Syllabi Tips & Tools: Images of syllabus examples and tools by Buffalo Syllabus, Radical Hope Syllabus, Matthew S. Henry, & Crypto Syllabus

In preparing part one (tools) and part two (strategies) of this series, I found many other resources that just didn’t quite fit in a nice tidy bundle. So here, in part three, I’m going to share some of those additional resources and tools, as well as some examples which range from achievable to awe-inspiring.


“The learner-centered syllabus helps students navigate both the content and processes of a course by focusing on experiences the students will have, rather than what the instructor will do. Such a syllabus helps students understand the context and need for the course, how you personally approach it as a teacher, what the major expectations of the course will be, and how the course will unfold.”

Adapted by Northeastern U. from Grunert O’Brien, Millis, & Cohen (2008)

The concept of a student-centered or learner-centered syllabus is not a new idea. It’s sufficiently standard that many educational organizations and schools have created resources to support teachers in developing content in this conceptual approach. What I’ve been focusing on in this blog series is applying newer cognitive strategies and technologies to the challenge, specifically in the context of creating a syllabus.
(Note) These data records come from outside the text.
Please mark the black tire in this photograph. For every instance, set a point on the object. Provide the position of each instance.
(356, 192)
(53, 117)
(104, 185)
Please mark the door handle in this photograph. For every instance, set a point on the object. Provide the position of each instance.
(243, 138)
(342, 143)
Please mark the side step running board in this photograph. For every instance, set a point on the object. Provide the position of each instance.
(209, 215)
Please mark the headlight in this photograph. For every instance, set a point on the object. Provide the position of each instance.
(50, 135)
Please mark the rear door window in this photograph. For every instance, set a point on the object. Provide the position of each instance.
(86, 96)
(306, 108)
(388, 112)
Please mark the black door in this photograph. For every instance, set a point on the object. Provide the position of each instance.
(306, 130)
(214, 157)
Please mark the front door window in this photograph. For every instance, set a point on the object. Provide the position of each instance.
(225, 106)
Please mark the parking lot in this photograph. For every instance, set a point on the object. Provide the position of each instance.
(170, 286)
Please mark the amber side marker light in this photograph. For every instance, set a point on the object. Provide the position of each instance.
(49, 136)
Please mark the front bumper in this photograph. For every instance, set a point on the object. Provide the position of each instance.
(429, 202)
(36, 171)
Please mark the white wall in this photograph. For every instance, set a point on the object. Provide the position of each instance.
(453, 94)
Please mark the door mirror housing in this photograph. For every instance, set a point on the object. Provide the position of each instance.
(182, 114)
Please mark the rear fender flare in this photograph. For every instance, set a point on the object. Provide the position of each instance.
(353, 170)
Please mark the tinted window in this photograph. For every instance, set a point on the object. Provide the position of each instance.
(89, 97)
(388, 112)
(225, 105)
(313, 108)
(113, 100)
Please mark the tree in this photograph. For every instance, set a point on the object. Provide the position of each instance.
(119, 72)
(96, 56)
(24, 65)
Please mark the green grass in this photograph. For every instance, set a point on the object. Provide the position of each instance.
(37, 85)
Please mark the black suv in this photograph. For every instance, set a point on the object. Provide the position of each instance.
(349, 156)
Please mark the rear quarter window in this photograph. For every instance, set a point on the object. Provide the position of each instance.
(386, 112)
If you haven’t already seen Open Pedagogy, a collaborative approach to rethinking how higher education is approached and its dependence on commercial resources, you might want to take a look. They originated with the Open Faculty Patchbook project, and have a resource introducing this concept: “Collaborative Syllabus Design: Students at the Center.” Quite a number of universities have developed resources encouraging their faculty to engage with these concepts, and I’m delighted that my alma mater is one with a particularly rich set of resources. Iowa State University offers “Creating an Inclusive & Learner-Centered Syllabus” and the shortform “Seven Steps to a Learner-Centered Syllabus” as part of their broader resources on “Creating an Inclusive Classroom.” CSUN in California has both a how-to guide, “Design a Learning-Centered Syllabus,” as well as the useful “Learning-Centered Syllabus Checklist & Samples.” UC San Diego, UNL, and Cornell offer focused introductions, with Cornell’s including a number of templates to help get started. I was particularly delighted with the article, “Constructing a Learner-Centered Syllabus: One Professor’s Journey” by Aaron S. Richmond, which walks through the process from beginning to end in a very thoughtful and practical approach.


Screenshot of the Open Syllabus Galaxy viewer. This is a visualization of over a million separate items included in various academic syllabi sorted by frequency and topic. It looks like clouds of colored dust. The example shown is the title "Why is Central Paris Rich and Downtown Detroit Poor?" assigned on 38 syllabi.

Any discussion of open access syllabi must include the Open Syllabus Project, even though it doesn’t (yet) supply full syllabi as independent pieces. Instead, it allows you to browse the full entries of content referenced in over (as of today) 7,292,573 syllabi, along with the value-added information of how many syllabi cite any particular item. This allows you to explore both the best hits as well as the long tail. I love that they’ve also made their code available in GitHub, for others who might want to design subsets or spinoff projects.

Open Syllabus Project

What the Open Syllabus Project doesn’t do, as far as I know, is separate out which of the items cited are open access and which require subscriptions or purchase. For that, I’ve included a list of open educational resource discovery tools.

For collections of actual syllabi to explore, try these sources. I myself am particularly fond of FORRT, but maybe you aren’t as interested in science as other topics. Each of these collections, except Campus Compact, tend to focus on a specific discipline or domain, which I’ve tried to make clear in the list.


Screenshot of the Crypto Syllabus
The Crypto Syllabus

In the other parts of this blog series, I mentioned a few stand-out examples of the type of syllabus under discussion, but I found a lot more, and just wanted you to have a chance to skim through these as well.